# Runkeeper



## Mark T (Oct 13, 2011)

As I've updated my mobile to something a bit more modern I've added a app called Runkeeper.

Is there anyone else on here that is using that app and would like to link up as a "Street Team".

I'm pretty sure I won't be setting any records or covering any huge distance, but might be fun to link up


----------



## hotchop (Oct 13, 2011)

ahh I use Runtastic.... though I dont run particularly fast or far but it keeps me in check


----------



## Northerner (Oct 13, 2011)

I'm afraid apps are beyond my technology  I did use Endomondo until my Garmin decided to stop working with Windows7.


----------



## kincaidston (Oct 13, 2011)

I like the adidas app, miCoach - website attached to it is pretty good too


----------



## Nyadach (Oct 17, 2011)

hotchop said:


> ahh I use Runtastic.... though I dont run particularly fast or far but it keeps me in check



Love Runtastic also.
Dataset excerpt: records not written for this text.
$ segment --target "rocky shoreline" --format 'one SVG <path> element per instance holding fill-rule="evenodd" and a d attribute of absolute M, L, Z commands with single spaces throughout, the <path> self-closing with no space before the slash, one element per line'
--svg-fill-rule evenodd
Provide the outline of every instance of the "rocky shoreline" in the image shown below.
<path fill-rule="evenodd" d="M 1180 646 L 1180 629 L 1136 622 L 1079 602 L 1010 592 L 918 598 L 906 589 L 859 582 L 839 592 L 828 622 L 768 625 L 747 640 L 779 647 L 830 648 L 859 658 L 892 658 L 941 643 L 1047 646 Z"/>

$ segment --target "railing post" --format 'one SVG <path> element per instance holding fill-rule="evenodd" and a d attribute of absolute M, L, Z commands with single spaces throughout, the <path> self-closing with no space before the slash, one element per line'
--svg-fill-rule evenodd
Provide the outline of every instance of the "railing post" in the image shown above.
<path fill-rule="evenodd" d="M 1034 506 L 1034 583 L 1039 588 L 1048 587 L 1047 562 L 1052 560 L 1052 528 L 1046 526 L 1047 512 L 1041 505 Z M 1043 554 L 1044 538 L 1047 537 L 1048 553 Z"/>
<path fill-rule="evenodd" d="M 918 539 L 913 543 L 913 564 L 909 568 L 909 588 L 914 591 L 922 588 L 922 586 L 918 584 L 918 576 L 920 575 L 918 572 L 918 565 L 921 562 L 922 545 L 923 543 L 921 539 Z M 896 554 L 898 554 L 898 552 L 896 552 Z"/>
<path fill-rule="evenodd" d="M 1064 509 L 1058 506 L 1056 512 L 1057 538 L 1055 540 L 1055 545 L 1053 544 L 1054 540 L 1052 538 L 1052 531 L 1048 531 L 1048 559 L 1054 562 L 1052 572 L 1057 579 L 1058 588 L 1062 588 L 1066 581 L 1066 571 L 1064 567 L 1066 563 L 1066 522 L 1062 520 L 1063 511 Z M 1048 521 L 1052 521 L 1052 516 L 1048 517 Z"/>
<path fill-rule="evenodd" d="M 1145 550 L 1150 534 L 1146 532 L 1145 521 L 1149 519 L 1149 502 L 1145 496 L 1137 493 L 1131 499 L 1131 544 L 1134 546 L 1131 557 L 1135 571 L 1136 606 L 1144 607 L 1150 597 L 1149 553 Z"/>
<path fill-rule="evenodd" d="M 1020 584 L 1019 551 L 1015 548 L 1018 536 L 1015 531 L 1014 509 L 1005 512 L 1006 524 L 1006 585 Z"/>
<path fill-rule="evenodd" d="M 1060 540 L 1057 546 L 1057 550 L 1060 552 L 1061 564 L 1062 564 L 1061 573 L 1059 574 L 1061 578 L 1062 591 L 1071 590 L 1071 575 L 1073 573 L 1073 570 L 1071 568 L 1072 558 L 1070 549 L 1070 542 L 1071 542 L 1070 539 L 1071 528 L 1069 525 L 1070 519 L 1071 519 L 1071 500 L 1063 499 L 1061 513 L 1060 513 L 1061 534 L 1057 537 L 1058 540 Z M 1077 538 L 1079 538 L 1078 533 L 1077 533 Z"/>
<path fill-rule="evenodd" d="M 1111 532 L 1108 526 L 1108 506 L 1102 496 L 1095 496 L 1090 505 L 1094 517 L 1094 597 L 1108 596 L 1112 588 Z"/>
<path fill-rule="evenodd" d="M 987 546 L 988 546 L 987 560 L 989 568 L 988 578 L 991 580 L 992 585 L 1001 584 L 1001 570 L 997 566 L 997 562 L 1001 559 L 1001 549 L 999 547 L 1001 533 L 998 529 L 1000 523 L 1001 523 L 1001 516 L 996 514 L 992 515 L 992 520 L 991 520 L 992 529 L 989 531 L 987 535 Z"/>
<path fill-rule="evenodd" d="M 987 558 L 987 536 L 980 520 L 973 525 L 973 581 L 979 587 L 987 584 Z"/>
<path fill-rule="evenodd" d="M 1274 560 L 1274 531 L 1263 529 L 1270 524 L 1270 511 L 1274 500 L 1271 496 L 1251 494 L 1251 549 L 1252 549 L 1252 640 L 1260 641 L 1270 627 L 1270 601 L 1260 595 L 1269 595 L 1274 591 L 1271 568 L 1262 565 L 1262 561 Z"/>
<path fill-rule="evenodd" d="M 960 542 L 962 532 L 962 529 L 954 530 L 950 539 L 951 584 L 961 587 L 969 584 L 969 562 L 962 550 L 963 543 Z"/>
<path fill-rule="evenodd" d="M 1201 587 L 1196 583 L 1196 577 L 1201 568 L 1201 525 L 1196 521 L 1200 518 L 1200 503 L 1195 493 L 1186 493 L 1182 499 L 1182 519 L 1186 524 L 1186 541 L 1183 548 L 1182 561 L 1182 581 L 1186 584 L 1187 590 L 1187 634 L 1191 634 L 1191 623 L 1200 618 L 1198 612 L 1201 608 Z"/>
The maps it makes are great, as are the hill map etc. Also very handy as it works on pretty much everything out there with a free advert funded version or a paid for pro version which also add's heart rate monitor etc. Also good as it covers many different sports, not just running...thus the biking side mostly for me. Well worth checking out though on Android and WinMo7 and iOS.


----------